Wolga Inkasso

„‘n Abend, Doc!“
Balthasar grinst dreckig, als er mir auf dem Flur entgegenkommt.
Ich schaue auf die Uhr und schüttele den Kopf.
„Wo kommst Du denn her?“
„Vom Balkon!“
Nachts um halb zwölf? Um diese Uhrzeit treiben sich normalerweise nur die allerärgsten Suchtbolzen draußen herum: die kettenrauchende Verwandschaft von Herrn Chromsky zum Beispiel.

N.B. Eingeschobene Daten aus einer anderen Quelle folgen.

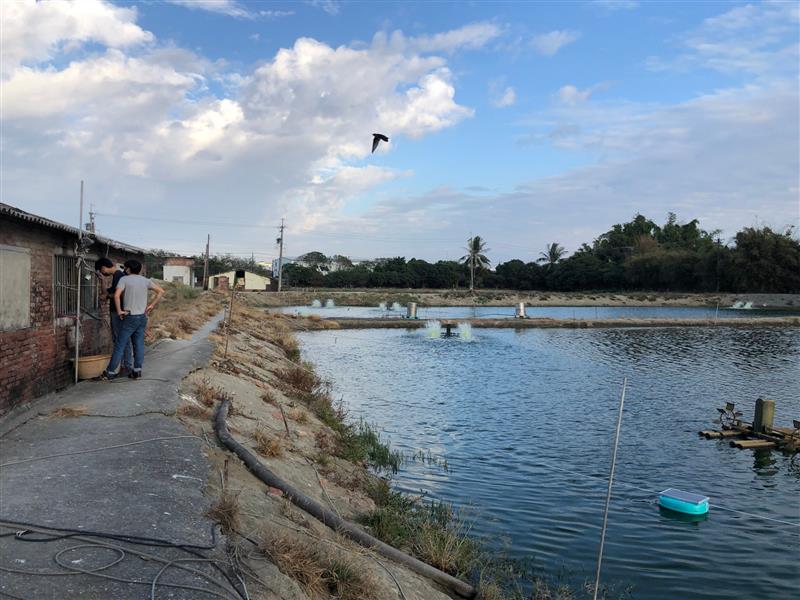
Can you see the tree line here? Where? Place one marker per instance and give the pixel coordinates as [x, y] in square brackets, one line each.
[637, 255]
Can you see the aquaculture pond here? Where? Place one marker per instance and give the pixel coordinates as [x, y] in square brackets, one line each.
[552, 312]
[525, 420]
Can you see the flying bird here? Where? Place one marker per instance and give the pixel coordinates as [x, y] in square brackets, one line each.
[377, 138]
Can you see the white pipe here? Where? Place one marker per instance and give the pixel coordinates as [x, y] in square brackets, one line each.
[78, 287]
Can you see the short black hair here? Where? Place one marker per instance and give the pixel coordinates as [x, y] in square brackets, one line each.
[102, 262]
[134, 266]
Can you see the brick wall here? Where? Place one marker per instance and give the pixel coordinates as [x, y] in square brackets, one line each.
[35, 360]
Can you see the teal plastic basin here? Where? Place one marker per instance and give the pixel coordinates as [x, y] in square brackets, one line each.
[683, 502]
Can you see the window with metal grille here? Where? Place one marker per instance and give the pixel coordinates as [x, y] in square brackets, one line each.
[65, 286]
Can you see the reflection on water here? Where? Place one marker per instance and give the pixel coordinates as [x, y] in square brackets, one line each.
[552, 312]
[525, 420]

„Ich wusste gar nicht, dass Du rauchst!“
„Nee, ich war geschäftlich unterwegs!“
Balthasar bemüht sich um einen seriösen Gesichtsausdruck.
„Aha?“
„Ja, ein Termin mit einem vielversprechenden geschäftlichen Kontakt…“
Ich schiele in Richtung Balkon.
„Aber doch nicht etwa mit der Mischpoke von Chromsky?“
Balthasar nickt.
„Der Wanja, der hat einen Cousin, der fährt öfters nach Moldawien und kennt da wen…“
„Und?“
„…der kommt billig an Zigaretten. Wenn man die hier auf den Markt bringt…“
Ich runzele die Stirn.
„Du redest doch nicht etwa von Schmuggelware?“
Balthasar schüttelt vehement den Kopf.
„Nee, ich habe mit der Ware nichts zu tun. Bei mir wird man nie etwas finden. Mir geht es nur um die Kontakte…“
„Aha, Kontakte also…“
„Ja, weißt Du, eine Hand wäscht die andere. Der Wanja hat nämlich noch einen Cousin, und der hat ein Unternehmen, dem könnte ich Kunden vermitteln…“
Das klingt ja immer abenteuerlicher!
„Was für ein Unternehmen denn?“ bohre ich nach.
Balthasar grinst.
„Nennt sich Wolga-Inkasso!“ sagt er und dann fügt er, noch breiter grinsend hinzu: „Die haben einen genialen Werbespruch!“
„Und der lautet?“
Wir stehen vor Balthasars Zimmer. Er hält einen Moment inne und schaut mich an. Er räuspert sich und dann deklamiert er feierlich: „Unsere Kunden brauchen nicht russisch zu sprechen um zu verstehen, was wir wollen!
Sagt’s und verschwindet hinter seiner Tür.